Edited by Jaap de Koning and Hugh Mosley

This book examines the effectiveness of active labour market policies and their contribution to the prevention of social exclusion. The evaluation studies reported in this volume focus on two aspects of active labour market policies that have been relatively neglected in previous research and merit special attention.

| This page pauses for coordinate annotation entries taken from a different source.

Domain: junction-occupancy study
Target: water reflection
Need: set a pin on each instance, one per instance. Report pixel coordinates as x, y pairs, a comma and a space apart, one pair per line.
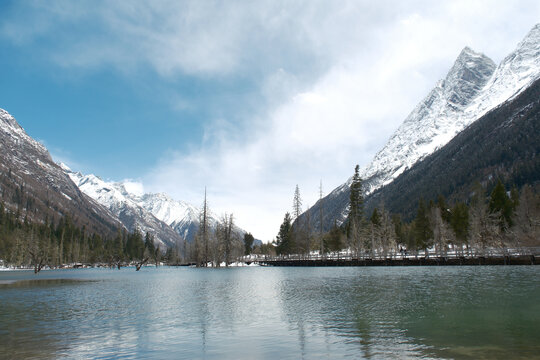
267, 313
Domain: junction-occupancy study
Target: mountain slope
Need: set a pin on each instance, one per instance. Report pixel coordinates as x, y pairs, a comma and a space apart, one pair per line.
472, 88
169, 220
504, 144
35, 186
124, 206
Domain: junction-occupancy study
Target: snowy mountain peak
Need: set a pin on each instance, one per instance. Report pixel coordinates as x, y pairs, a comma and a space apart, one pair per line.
10, 127
467, 76
472, 87
7, 120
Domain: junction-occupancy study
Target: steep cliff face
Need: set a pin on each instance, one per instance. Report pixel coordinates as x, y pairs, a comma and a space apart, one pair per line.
472, 87
34, 185
170, 221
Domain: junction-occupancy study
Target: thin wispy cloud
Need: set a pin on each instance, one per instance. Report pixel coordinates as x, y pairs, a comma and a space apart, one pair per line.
329, 81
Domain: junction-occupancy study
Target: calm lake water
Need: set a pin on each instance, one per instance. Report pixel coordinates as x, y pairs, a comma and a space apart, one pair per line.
272, 313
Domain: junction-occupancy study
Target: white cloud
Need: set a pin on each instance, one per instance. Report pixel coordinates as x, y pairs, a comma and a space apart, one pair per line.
337, 78
322, 130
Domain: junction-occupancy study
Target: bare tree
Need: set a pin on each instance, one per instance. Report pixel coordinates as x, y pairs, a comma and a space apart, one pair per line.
442, 234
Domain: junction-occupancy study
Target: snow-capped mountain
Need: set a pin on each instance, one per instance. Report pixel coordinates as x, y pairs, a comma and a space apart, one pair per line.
180, 215
472, 87
124, 205
170, 221
32, 184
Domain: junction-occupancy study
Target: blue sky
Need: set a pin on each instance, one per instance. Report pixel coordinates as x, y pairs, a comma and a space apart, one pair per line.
248, 98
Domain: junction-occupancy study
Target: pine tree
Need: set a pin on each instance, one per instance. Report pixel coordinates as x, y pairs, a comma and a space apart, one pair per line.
500, 202
422, 227
356, 204
297, 203
284, 239
248, 243
375, 217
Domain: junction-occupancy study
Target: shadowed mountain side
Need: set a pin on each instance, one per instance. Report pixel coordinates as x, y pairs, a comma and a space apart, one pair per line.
504, 143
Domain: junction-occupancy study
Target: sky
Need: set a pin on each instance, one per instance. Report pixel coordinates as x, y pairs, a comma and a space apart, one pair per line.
245, 98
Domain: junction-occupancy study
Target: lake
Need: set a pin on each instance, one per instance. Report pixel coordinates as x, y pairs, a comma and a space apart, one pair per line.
477, 312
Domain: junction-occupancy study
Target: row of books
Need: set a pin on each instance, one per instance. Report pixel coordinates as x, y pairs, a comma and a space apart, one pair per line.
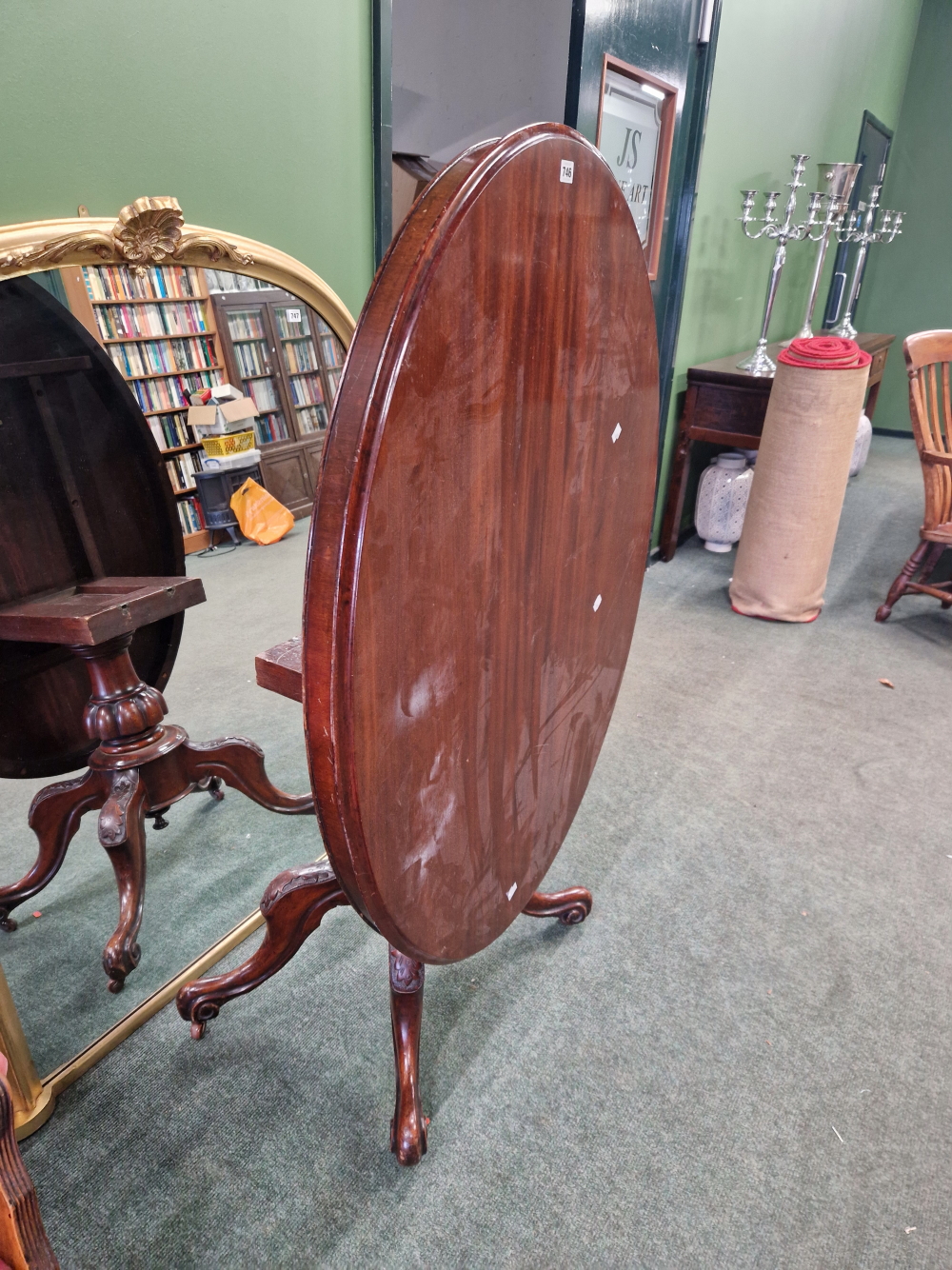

Chapter 2: Models for aggregate impact analysis of active labour market policy

Jaap de Koning

Subjects: social policy and sociology, labour policy


Jaap de Koning 1 INTRODUCTION This chapter reviews the models which are currently in use for the aggregate impact analysis of active labour market policy (ALMP), or which may be used in the future. The European Commission and the EU member states see ALMP as an important tool in combating the unemployment problem (European Commission, 1996). The OECD is also a strong advocate for this type of policy, but insists that a number of preconditions be met to ensure the effectiveness of ALMP (OECD, 1994). Effective management and implementation of these policies are among the points mentioned by the OECD. One of the main focal points of this book is implementation, which will be addressed in detail later in this chapter. But while high priority is given to ALMP by policy-makers, surprisingly little is known about the aggregate impact of ALMP on unemployment and other labour market variables. The literature reviews conducted by the OECD (OECD, 1993) and by Bellmann and Jackman (1996a, 1996b) clearly illustrate this point. Most studies in this field use micro-data to assess the impact of a specific programme on the labour market position of the programme participants. But the effect on programme participants is of limited value. In the first place, the positive effects of ALMP measures on the employment chances of participants may be at the expense of nonparticipants, without having any real effect on the aggregate level. In the reverse situation, it is also possible to have no measurable effect on participants...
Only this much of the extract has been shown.